February 2011 Archives

Email is not IM

| 3 Comments
Anyone who has worked with email knows this, but that doesn't stop mail users from calling us and asking why a message is late. But hey, what's yet another example? This describes the mail routing a specific message followed.

Received: from [140.160.12.34] by web120819.mail.ne1.yahoo.com via HTTP; Sun, 20 Feb 2011 17:48:33 PST
Received: (qmail 81576 invoked by uid 60001); 21 Feb 2011 01:48:33 -0000
Received: from [127.0.0.1] by omp1039.mail.ne1.yahoo.com with NNFMP; 21 Feb 2011 01:48:33 -0000
Received: from [98.138.88.239] by tm4.bullet.mail.ne1.yahoo.com with NNFMP; 21 Feb 2011 01:48:33 -0000
Received: from [98.138.90.51] by nm24.bullet.mail.ne1.yahoo.com with NNFMP; 21 Feb 2011 01:48:34 -0000
Received: from nm24.bullet.mail.ne1.yahoo.com ([98.138.90.87]) by BAY0-PAMC1-F6.Bay0.hotmail.com with Microsoft SMTPSVC(6.0.3790.4675);Sun, 20 Feb 2011 19:37:38 -0800
Received: from mail pickup service by SNT0-XMR-002.phx.gbl with Microsoft SMTPSVC; Sun, 20 Feb 2011 19:37:48 -0800
Received: from SNT0-XMR-002.phx.gbl (10.13.104.140) by BL2PRD0103HT012.prod.exchangelabs.com (10.6.4.137) with Microsoft SMTP Server id 14.0.650.68; Mon, 21 Feb 2011 03:37:54 +0000

Normally these headers are read from bottom up, but this is ordered top down. Translated, this means:

  1. A message was sent from a computer on campus via a Yahoo mailer (98.138.88.239) at 17:48:33 PST.
  2. This was processed by another Yahoo mailer (98.138.90.51) at 17:48:33 PST
  3. And again (98.138.90.87), at 17:48:33 PST
  4. It was picked up by the Microsoft mailer (10.13.104.140) at 19:37:48
  5. And forwarded on to an ExchangeLabs server (10.6.4.137) where it came to rest.
Note the nearly two hour delay from start to finish. And yet, the mail shows a timestamp of 17:48 in the mailbox in question even though it arrived much later then that. That's because the Date: field was set by the sending mailer and not modified throughout its travels. In this case, the exact source of the delay is uncertain, it could be a queuing delay on the Yahoo side when talking to Microsoft, or it could be a queuing delay on the Microsoft receiving side. Can't tell from here.
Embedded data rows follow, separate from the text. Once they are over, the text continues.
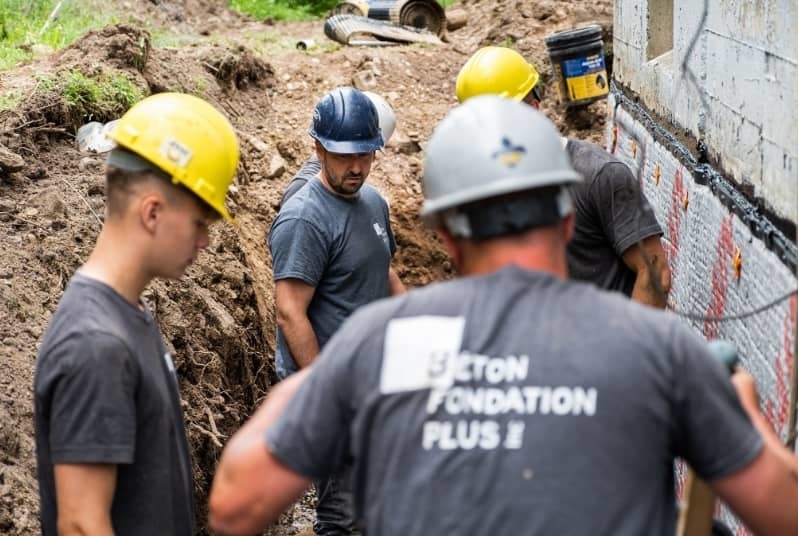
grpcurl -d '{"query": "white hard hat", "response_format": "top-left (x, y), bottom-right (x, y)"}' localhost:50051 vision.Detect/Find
top-left (421, 95), bottom-right (581, 228)
top-left (362, 91), bottom-right (396, 144)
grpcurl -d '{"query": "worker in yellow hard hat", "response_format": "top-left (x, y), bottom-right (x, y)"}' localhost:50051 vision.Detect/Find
top-left (456, 45), bottom-right (543, 105)
top-left (34, 92), bottom-right (239, 535)
top-left (455, 46), bottom-right (671, 309)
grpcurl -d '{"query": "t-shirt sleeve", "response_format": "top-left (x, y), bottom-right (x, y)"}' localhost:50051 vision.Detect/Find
top-left (265, 317), bottom-right (366, 480)
top-left (670, 327), bottom-right (763, 480)
top-left (384, 203), bottom-right (397, 257)
top-left (44, 331), bottom-right (138, 464)
top-left (280, 156), bottom-right (321, 207)
top-left (592, 162), bottom-right (662, 255)
top-left (280, 178), bottom-right (308, 208)
top-left (269, 216), bottom-right (328, 285)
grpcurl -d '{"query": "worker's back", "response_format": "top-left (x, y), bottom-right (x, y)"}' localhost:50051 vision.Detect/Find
top-left (565, 138), bottom-right (662, 295)
top-left (265, 265), bottom-right (760, 535)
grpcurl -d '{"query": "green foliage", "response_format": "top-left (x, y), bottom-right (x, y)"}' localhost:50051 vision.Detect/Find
top-left (0, 0), bottom-right (115, 70)
top-left (228, 0), bottom-right (331, 21)
top-left (0, 91), bottom-right (22, 112)
top-left (40, 69), bottom-right (145, 122)
top-left (229, 0), bottom-right (455, 21)
top-left (501, 36), bottom-right (515, 48)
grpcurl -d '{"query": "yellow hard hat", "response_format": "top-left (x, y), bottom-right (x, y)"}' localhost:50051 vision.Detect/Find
top-left (107, 92), bottom-right (240, 221)
top-left (455, 46), bottom-right (540, 103)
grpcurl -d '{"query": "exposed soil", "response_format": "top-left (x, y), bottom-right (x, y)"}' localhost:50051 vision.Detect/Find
top-left (0, 0), bottom-right (611, 533)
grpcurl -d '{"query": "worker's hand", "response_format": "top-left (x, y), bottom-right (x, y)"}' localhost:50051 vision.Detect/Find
top-left (731, 370), bottom-right (760, 416)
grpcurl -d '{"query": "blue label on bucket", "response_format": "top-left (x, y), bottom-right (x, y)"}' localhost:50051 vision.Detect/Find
top-left (561, 53), bottom-right (608, 101)
top-left (562, 54), bottom-right (605, 77)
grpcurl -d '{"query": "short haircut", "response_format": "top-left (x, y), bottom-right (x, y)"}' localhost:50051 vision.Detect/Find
top-left (443, 186), bottom-right (569, 240)
top-left (104, 149), bottom-right (219, 221)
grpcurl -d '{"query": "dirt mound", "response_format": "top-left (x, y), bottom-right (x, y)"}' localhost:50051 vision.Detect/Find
top-left (0, 0), bottom-right (612, 533)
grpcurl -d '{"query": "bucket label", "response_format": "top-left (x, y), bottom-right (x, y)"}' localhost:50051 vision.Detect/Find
top-left (561, 53), bottom-right (609, 101)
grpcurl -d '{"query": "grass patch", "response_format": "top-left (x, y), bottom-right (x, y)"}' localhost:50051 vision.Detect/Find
top-left (229, 0), bottom-right (327, 21)
top-left (0, 91), bottom-right (23, 112)
top-left (39, 69), bottom-right (145, 123)
top-left (0, 0), bottom-right (116, 70)
top-left (230, 0), bottom-right (456, 21)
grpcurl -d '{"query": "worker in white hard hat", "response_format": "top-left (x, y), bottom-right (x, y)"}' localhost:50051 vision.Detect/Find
top-left (208, 96), bottom-right (798, 536)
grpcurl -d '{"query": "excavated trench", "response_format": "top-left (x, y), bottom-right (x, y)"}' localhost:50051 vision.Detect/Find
top-left (0, 1), bottom-right (613, 533)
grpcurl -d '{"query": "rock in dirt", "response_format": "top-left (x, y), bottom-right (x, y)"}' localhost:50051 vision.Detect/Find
top-left (445, 8), bottom-right (469, 31)
top-left (391, 130), bottom-right (422, 155)
top-left (352, 69), bottom-right (378, 91)
top-left (0, 144), bottom-right (25, 174)
top-left (266, 154), bottom-right (287, 181)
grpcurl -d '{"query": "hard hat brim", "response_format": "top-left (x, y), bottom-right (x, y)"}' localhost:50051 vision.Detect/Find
top-left (420, 169), bottom-right (583, 220)
top-left (317, 136), bottom-right (384, 154)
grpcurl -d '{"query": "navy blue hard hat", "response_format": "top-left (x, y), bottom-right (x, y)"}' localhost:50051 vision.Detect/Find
top-left (309, 86), bottom-right (384, 154)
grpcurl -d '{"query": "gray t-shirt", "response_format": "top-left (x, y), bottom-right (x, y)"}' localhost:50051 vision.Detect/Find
top-left (269, 177), bottom-right (397, 378)
top-left (280, 154), bottom-right (321, 208)
top-left (566, 138), bottom-right (663, 295)
top-left (266, 266), bottom-right (762, 535)
top-left (34, 274), bottom-right (195, 536)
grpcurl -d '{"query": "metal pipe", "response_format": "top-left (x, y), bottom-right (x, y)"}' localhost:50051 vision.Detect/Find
top-left (39, 0), bottom-right (68, 37)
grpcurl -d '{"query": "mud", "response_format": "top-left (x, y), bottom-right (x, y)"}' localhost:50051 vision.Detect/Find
top-left (0, 0), bottom-right (611, 533)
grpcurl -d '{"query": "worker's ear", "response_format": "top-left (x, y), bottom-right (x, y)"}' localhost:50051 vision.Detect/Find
top-left (437, 228), bottom-right (461, 270)
top-left (562, 212), bottom-right (575, 244)
top-left (524, 94), bottom-right (541, 110)
top-left (139, 191), bottom-right (165, 235)
top-left (314, 140), bottom-right (324, 161)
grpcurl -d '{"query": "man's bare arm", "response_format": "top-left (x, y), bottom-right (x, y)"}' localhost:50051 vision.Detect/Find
top-left (209, 369), bottom-right (313, 536)
top-left (275, 278), bottom-right (320, 368)
top-left (710, 372), bottom-right (798, 535)
top-left (388, 266), bottom-right (406, 296)
top-left (54, 463), bottom-right (116, 536)
top-left (622, 235), bottom-right (671, 308)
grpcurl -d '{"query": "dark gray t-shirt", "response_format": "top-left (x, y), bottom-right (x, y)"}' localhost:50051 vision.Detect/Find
top-left (566, 138), bottom-right (663, 295)
top-left (34, 274), bottom-right (195, 536)
top-left (269, 177), bottom-right (397, 378)
top-left (280, 154), bottom-right (321, 208)
top-left (266, 266), bottom-right (762, 535)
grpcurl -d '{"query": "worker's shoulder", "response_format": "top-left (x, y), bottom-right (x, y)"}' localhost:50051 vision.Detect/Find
top-left (351, 275), bottom-right (469, 322)
top-left (273, 182), bottom-right (333, 224)
top-left (559, 277), bottom-right (678, 336)
top-left (567, 138), bottom-right (630, 176)
top-left (566, 137), bottom-right (613, 160)
top-left (357, 183), bottom-right (390, 206)
top-left (38, 275), bottom-right (142, 361)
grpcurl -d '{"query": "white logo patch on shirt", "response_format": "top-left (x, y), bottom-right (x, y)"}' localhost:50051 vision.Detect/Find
top-left (163, 351), bottom-right (176, 373)
top-left (379, 315), bottom-right (599, 452)
top-left (380, 315), bottom-right (465, 394)
top-left (372, 222), bottom-right (389, 247)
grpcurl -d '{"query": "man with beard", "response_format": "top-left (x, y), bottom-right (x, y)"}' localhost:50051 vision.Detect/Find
top-left (267, 86), bottom-right (405, 535)
top-left (279, 91), bottom-right (397, 208)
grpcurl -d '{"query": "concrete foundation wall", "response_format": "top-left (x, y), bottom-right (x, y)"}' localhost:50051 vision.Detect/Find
top-left (607, 94), bottom-right (795, 533)
top-left (613, 0), bottom-right (798, 222)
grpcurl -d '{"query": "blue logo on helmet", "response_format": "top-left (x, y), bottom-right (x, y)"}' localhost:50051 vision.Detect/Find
top-left (492, 137), bottom-right (526, 167)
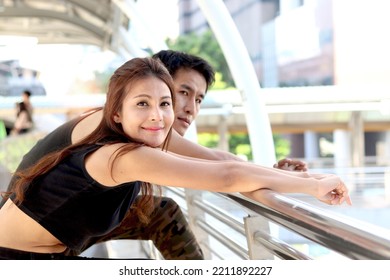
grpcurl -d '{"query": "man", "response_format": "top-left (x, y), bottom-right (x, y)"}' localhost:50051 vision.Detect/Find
top-left (1, 50), bottom-right (306, 260)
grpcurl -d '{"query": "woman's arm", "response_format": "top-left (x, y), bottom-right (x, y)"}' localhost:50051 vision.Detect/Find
top-left (92, 145), bottom-right (350, 205)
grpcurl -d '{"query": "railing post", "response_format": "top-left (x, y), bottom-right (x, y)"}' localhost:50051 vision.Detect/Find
top-left (244, 215), bottom-right (274, 260)
top-left (184, 189), bottom-right (212, 259)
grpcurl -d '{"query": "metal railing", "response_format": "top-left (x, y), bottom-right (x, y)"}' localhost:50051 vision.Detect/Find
top-left (160, 185), bottom-right (390, 260)
top-left (227, 191), bottom-right (390, 259)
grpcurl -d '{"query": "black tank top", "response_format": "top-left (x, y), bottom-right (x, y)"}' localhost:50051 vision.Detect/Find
top-left (0, 116), bottom-right (80, 208)
top-left (11, 144), bottom-right (141, 251)
top-left (12, 115), bottom-right (79, 173)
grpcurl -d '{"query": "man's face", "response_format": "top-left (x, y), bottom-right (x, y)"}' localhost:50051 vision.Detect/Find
top-left (172, 68), bottom-right (207, 136)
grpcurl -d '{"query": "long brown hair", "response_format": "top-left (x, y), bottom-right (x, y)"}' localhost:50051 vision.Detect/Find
top-left (9, 57), bottom-right (175, 223)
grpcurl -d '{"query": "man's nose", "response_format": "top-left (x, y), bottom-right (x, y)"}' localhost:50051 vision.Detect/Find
top-left (184, 100), bottom-right (196, 114)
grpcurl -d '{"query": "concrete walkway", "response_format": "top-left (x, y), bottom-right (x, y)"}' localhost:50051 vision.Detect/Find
top-left (81, 240), bottom-right (150, 259)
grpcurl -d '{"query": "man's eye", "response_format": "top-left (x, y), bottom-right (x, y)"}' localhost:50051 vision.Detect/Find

This does show that mail consumers tend to assume two key things:

  1. Mail transit is very fast (where 'fast' can be defined as anything under a minute to up to five minutes depending on the user).
  2. The Date is when it is received.
The fact that mail can legitimately take hours to get to where it is going is not good enough for these users. The fact that it takes less than 5 minutes nearly all the time is really gravy, but it does set the service expectation of the entire email service. So we get grief when the expectation runs against the reality of it.

Is network now faster than disk?

Way back in college, when I was earning my Computer Science degree, the latencies of computer storage were taught like so:

  1. On CPU register
  2. CPU L1/L2 cache (this was before L3 existed)
  3. Main Memory
  4. Disk
  5. Network
This question came up today, so I thought I'd explore it.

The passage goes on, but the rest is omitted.